Der Vertrieb von nachgeahmten Produkten ist grundsätzlich nicht untersagt. Jedoch werden Hersteller, deren Produkte eine sog. wettbewerbliche Eigenart aufweisen, in bestimmten Fällen vor Nachahmungen ihrer Produkte durch das Gesetz geschützt. Mit der Frage, wann ein solcher Schutz begründet ist und Vertreiber von Nachahmungen unlauter handeln, beschäftigt sich immer wieder die Rechtsprechung, zuletzt auch das OLG Köln.
Inhaltsverzeichnis
- I. Wann ist die Nachahmung von Produkten von Mitbewerbern wettbewerbswidrig?
- II. Worum ging es in einem Fall des OLG Köln?

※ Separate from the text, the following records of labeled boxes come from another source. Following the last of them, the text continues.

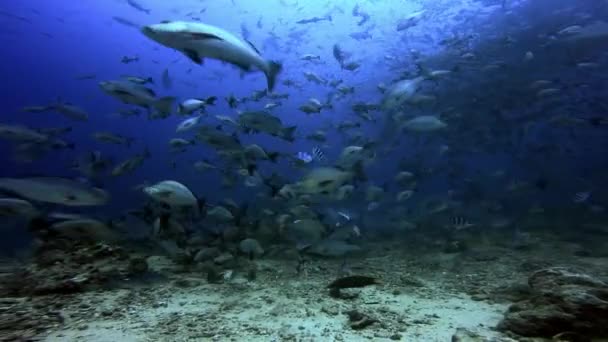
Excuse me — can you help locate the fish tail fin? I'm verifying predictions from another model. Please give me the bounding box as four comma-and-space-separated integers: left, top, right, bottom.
281, 126, 298, 142
264, 61, 283, 91
154, 96, 175, 114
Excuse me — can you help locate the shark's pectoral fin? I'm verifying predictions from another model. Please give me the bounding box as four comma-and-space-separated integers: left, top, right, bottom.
182, 49, 203, 65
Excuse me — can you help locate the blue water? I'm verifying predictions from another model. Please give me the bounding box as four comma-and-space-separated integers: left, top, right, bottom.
0, 0, 608, 238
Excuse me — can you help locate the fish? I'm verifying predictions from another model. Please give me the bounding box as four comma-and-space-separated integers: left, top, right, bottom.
0, 198, 40, 218
175, 115, 202, 133
312, 146, 325, 162
332, 44, 350, 67
396, 190, 414, 202
120, 56, 139, 64
169, 138, 194, 152
296, 152, 314, 164
99, 80, 175, 115
193, 159, 218, 172
177, 96, 217, 115
121, 75, 154, 85
237, 111, 297, 142
300, 54, 321, 61
143, 180, 198, 210
207, 205, 235, 222
0, 177, 110, 206
296, 14, 333, 24
349, 30, 373, 41
351, 4, 370, 26
161, 69, 173, 89
126, 0, 150, 14
397, 10, 426, 31
572, 191, 591, 203
141, 21, 283, 91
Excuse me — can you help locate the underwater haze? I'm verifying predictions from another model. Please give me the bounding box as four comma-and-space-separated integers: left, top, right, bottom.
0, 0, 608, 341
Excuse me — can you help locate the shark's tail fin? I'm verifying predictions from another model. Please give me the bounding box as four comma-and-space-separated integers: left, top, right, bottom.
264, 61, 283, 91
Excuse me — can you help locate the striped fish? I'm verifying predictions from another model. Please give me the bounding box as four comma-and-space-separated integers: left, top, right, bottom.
450, 216, 475, 230
312, 146, 325, 161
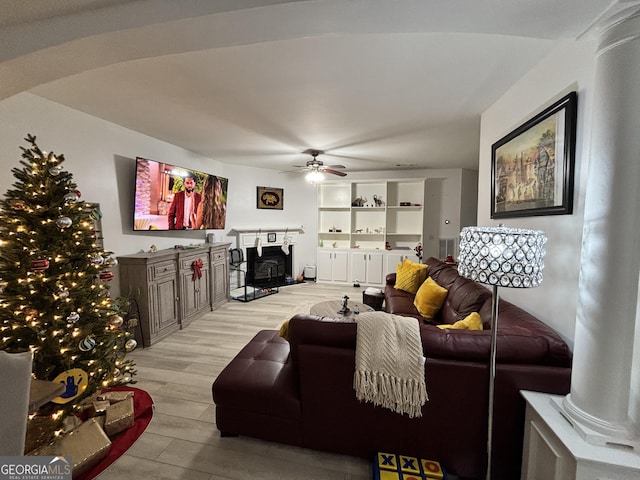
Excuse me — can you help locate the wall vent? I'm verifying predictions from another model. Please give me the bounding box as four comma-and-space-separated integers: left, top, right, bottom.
438, 237, 458, 261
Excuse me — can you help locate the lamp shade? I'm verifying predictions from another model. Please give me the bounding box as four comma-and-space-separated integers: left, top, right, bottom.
458, 227, 547, 288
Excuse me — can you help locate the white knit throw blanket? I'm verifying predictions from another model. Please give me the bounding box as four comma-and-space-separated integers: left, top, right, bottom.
353, 312, 428, 418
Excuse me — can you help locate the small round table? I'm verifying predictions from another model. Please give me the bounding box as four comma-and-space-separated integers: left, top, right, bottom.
309, 300, 374, 319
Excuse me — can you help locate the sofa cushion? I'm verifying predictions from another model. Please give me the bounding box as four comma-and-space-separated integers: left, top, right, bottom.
213, 330, 301, 418
440, 277, 491, 324
438, 312, 482, 330
395, 258, 427, 295
413, 277, 449, 318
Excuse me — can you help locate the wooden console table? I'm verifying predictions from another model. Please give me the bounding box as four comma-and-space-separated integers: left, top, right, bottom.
118, 243, 230, 347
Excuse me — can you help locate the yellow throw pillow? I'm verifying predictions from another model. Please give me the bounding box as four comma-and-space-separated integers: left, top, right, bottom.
395, 258, 427, 295
413, 277, 449, 318
278, 320, 289, 342
438, 312, 482, 330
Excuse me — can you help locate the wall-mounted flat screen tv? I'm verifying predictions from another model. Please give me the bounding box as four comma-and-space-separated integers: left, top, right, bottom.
133, 157, 229, 231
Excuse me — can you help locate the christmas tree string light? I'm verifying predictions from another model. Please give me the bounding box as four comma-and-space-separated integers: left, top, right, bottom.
0, 135, 136, 442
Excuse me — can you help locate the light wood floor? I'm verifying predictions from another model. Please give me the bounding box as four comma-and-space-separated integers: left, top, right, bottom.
98, 282, 372, 480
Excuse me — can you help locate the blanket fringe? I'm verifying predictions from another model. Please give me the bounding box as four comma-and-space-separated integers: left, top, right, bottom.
353, 370, 428, 418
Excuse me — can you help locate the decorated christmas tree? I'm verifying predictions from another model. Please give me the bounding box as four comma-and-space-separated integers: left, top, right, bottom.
0, 135, 136, 424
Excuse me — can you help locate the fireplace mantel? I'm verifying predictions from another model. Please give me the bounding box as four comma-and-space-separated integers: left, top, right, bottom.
229, 227, 304, 248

- III. Was hat das Gericht entschieden?
- IV. Wurde über die betriebliche Herkunft von Produkten getäuscht?
- V. Wurde die Wertschätzung der Produkte der Klägerin unangemessen ausgenutzt?
- VI. Was bedeutet dies nun für Händler von Nachahmungsprodukten?
I. Wann ist die Nachahmung von Produkten von Mitbewerbern wettbewerbswidrig?
Unlautere geschäftliche Handlungen sind gemäß § 3 Abs. 1 UWG unzulässig. Neben vielen weiteren Unlauterkeitstatbeständen enthält das Gesetz gegen den unlauteren Wettbewerb in § 4 UWG den sog. Mitbewerberschutz.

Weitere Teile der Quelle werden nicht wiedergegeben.